Whether or not you’re getting on a plane, you may soon be able to get in a TSA line—just to eat the pulled pork mac ‘n’ cheese at Iron Chef Michael Symon’s namesake restaurant in Pittsburgh International Airport
Thanks to a new programme starting in September, non-fliers will be allowed to roam beyond security at PIT as part of a test the airport
developed with the Transportation Security Administration’s sign-off. Visitors who check in at a dedicated counter on the airport’s third-floor ticketing level and show a driver’s licence or passport
can receive a complimentary “myPITpass.” Anyone on the no-fly list will not be allowed, and everyone will still have to go through TSA’s standard security procedures—just like travellers with a regular boarding pass.

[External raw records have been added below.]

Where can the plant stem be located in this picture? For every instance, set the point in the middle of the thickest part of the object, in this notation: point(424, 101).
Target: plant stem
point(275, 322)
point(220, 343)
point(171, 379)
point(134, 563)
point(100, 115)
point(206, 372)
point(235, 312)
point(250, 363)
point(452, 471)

For the first time since September 11, 2001, parents of unaccompanied minors and the children of travelling
elderly at the Pennsylvania hub will be able to see them to the gate and keep them company until boarding.
“This is one of the top five requests I get any time I give a speech,” said Christina Cassotis, chief executive of the Allegheny County Airport
Authority, which oversees PIT. “This is a unique community in that you have a lot of meeters and greeters, people who drop off and pick up loved ones,” she told Bloomberg.

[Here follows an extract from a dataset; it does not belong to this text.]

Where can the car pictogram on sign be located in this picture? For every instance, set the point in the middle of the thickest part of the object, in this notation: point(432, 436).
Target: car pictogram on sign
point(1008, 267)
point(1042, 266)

For Cassotis, the move signals “a return to the good old days” before 9/11, when anyone could show up with flowers to pick someone up from the gate. But a lot has changed since the good old days. For one thing, security requires far more thorough screenings. And whereas PIT was built as a major hub for US Airways, it now operates as an “origin and destination airport,” where people begin and end their journeys but rarely transit through on connections.